Wish-fulfillment, or "wishful thinking", is a danger to reasonable religion.
Wikipedia says,
“Wishful thinking is the formation of beliefs and making decisions according to what might be pleasing to imagine instead of by appealing to evidence, rationality or reality.
Studies have consistently shown that holding all else equal, subjects will predict positive outcomes to be more likely than negative outcomes.”
This relates to the common, human optimism bias, and the logical fallacies of false relevance known as the appeal to emotion and the appeal to consequences.
The problem could be summed up as being: “filling gaps in your knowledge with emotionally satisfying answers rather than necessarily true ones”.
As one person said on a podcast that I heard recently, “Science, if it does anything well, is very good at throwing cold water on human self-importance.”
Here are some questions to consider:
Q: Do you feel that not knowing something is a problem?
Q: Would you feel uncomfortable with a worldview that doesn’t provide “all the answers”? Or, rephrased, do you think that if a worldview can’t provide “all the answers” that this is a black mark against it?
For example, some Big Questions(TM) might be:
“Why is there something rather than nothing?”
“What happens after we die?”
“What is ‘The Meaning Of Life’?” (notice the capitals)
If we just don’t know how the universe was formed (or anything "prior" to the Big Bang)... would that be a problem?
If we just don’t know if an afterlife exists or not... would that be a problem?
If we just don’t know how to determine any one absolute Meaning to life... is that a problem?
If the facts available to humanity simply does not allow absolute confidence in any of these questions, if indeed any answers at all, is uncertainty really so terrible?
To provide more examples, there are some other ways in which one might appeal to the argument from emotion or use wishful thinking in religion:
In wanting - and thus believing - in some kind of Ultimate Justice to get payback against evil that prospers in this life.
In wanting - and thus believing - in some kind of Ultimate Comfort because life can be very difficult.
In wanting - and thus believing - in some kind of Ultimate Love because sometimes we feel unloved.
This is not to say that any of these things are untrue, but what it means is that they are not going to be true purely based on your desire for them to be the case.

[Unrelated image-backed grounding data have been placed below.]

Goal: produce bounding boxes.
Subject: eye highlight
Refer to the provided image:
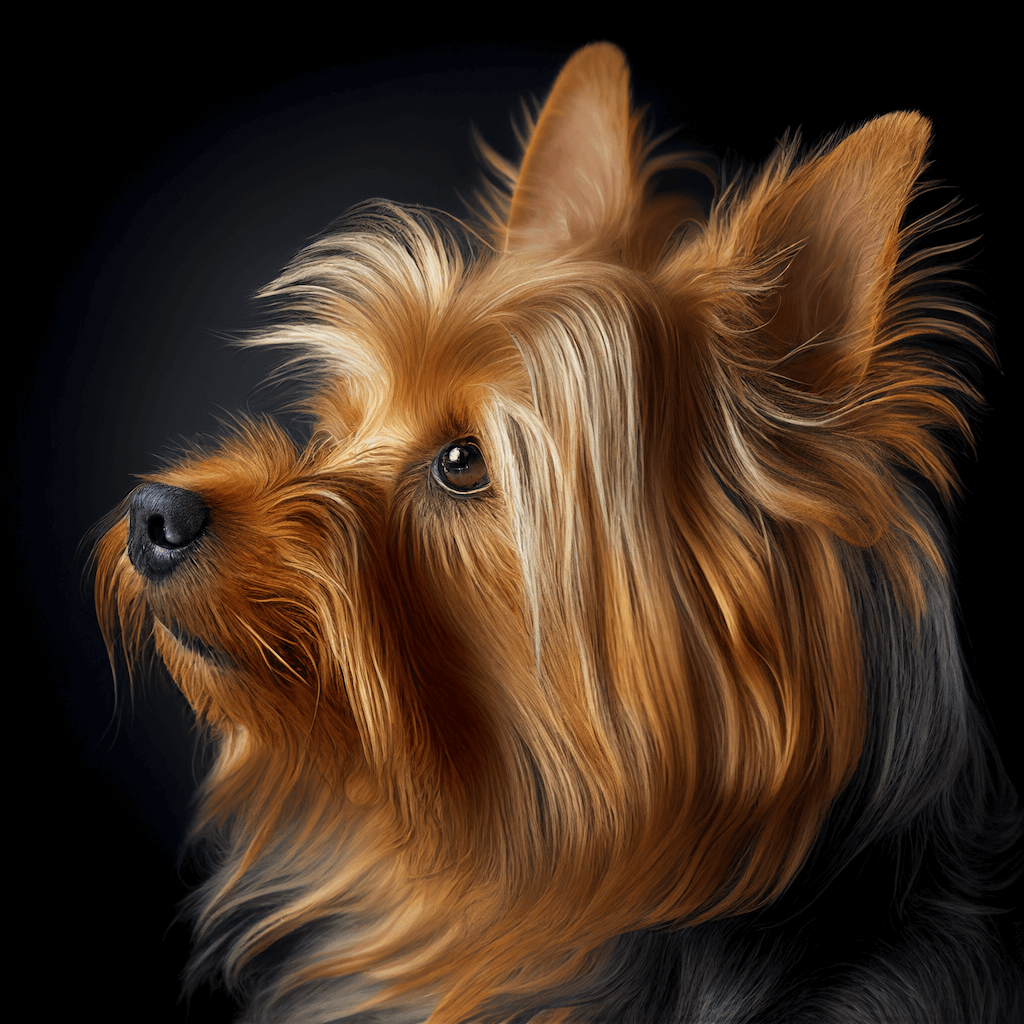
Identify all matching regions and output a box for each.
[433,439,490,495]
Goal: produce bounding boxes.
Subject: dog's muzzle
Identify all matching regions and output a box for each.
[128,482,209,581]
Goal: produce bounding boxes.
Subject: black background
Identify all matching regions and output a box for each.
[22,24,1015,1022]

The world does not conform itself to our desires, after all. Wishful thinking says absolutely nothing about the truth or falsity of the issue at hand, it only reveals something about the person doing it. It is irrational to believe something based on nothing (or you could believe anything and everything, arbitrarily) and I think that you owe it to yourself to make your foundations more secure than that.
One perspective is that, by relying on wish fulfillment, you tear down your own self-esteem and place it in the hands of an otherwise unexamined belief set. That’s a risky gambit and it doesn’t guarantee that you will end up holding beliefs that mirror reality.
Ask yourself: If you hold a particular belief, what have you done and how have you investigated it to ensure that your belief is actually true?
For those who are interested in the philosophy of Wishful Thinking and want to be able to spot it, it goes like this:
P1) X is nice/comforting/satisfying.
P2) Belief A doesn’t provide X.
P3) Belief B does provide X.
C) Therefore, on no other basis than P1-3, one ought to believe B.
After careful, honest reflection, do you think that any of your beliefs might be at least partly grounded in wishful thinking?

3 comments:
I don't know about wishful thinking, but this post has certainly "got me thinking". I'm increasingly finding that many people I follow publish similar ideas to me or on similar topics. Surpise surprise.
I've got notes for a post on "Do I want there to be a God?" which I will now add your link into. :)
haha great topic, I look forward to reading it :D
If you ask Christopher Hitchens, he'd probably think that the answer to that question when given by an atheist is the difference between an atheist (doesn't believe) and an anti-theist (doesn't believe and doesn't want it to be true anyway). Maybe?